Mustang, note that doing alpha transparency for png is fundamentally different than for tga images. With the latter you simply create a new channel called "alpha." While this technically works with png you end up with ugly white halos due to anti-aliasing and the fact that alpha-ed out portions of the image are turned white when the png is saved. Instead you need to set the image as a layer, eliminate all other layers (including the background layer,) add a mask to the image layer, and paste your alpha image onto the mask's channel.

*****

Skitchy, things are a little different with sprites (as mark indicated) but for most entities surfaces are allocated by entity first, and then further split up based on texture/material within and entity. So even if they all have the exact same texture/material, 10 separate entities are 10 separate surfaces.


Mustang(Posted 2003) [#12]
Mustang, note that doing alpha transparency for png is fundamentally different than for tga images. With the latter you simply create a new channel called "alpha." While this technically works with png you end up with ugly white halos due to anti-aliasing and the fact that alpha-ed out portions of the image are turned white when the png is saved. Instead you need to set the image as a layer, eliminate all other layers (including the background layer,) add a mask to the image layer, and paste your alpha image onto the mask's channel.


Yup.
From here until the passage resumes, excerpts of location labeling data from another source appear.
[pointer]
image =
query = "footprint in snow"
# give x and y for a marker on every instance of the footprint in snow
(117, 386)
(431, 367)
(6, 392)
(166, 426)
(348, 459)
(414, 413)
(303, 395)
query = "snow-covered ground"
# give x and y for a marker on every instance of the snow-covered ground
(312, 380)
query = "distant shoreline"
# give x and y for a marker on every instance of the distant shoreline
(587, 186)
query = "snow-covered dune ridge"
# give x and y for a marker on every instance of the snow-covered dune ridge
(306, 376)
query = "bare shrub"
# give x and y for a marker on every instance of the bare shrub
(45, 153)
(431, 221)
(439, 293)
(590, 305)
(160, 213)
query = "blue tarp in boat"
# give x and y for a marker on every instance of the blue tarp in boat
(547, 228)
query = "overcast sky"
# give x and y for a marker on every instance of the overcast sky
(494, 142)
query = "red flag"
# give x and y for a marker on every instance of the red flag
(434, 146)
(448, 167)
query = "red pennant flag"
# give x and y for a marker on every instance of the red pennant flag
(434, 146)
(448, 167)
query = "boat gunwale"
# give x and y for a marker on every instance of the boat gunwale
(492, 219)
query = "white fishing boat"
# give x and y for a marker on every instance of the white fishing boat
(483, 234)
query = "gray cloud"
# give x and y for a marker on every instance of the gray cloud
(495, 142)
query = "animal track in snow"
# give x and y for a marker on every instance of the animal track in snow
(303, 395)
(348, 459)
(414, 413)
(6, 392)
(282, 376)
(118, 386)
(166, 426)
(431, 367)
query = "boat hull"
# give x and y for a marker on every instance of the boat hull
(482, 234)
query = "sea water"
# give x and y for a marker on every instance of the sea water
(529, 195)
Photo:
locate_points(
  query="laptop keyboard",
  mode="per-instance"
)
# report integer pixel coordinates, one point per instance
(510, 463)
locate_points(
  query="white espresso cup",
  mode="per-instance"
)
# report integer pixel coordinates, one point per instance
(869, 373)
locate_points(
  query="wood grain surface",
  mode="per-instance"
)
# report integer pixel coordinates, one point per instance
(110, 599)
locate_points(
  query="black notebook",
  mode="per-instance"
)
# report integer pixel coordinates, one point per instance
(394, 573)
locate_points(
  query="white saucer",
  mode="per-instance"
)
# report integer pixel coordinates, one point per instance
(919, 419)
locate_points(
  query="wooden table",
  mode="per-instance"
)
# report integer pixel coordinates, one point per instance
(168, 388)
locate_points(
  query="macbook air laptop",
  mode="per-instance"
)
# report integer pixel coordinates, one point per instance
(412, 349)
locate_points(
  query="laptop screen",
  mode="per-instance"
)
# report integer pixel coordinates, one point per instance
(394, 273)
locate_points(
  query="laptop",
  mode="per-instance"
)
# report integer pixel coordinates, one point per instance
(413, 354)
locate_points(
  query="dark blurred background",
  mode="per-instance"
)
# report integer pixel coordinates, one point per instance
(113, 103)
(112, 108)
I use .TGAs at work (or separate alpha images that the code compiles together) so working with .TGA and alpha channels is like "second nature" to me... PNGs gave me so much unneeded hassle and problems + different workflow that I just ditched PNG - why fight when I have working alternative? (bit like DarkBasic vs. Blitz3D... :)).


Anthony Flack(Posted 2003) [#13]
Ah okay. Since I always work from psd files and save out to whatever format I need from there, I guess it never cropped up for me.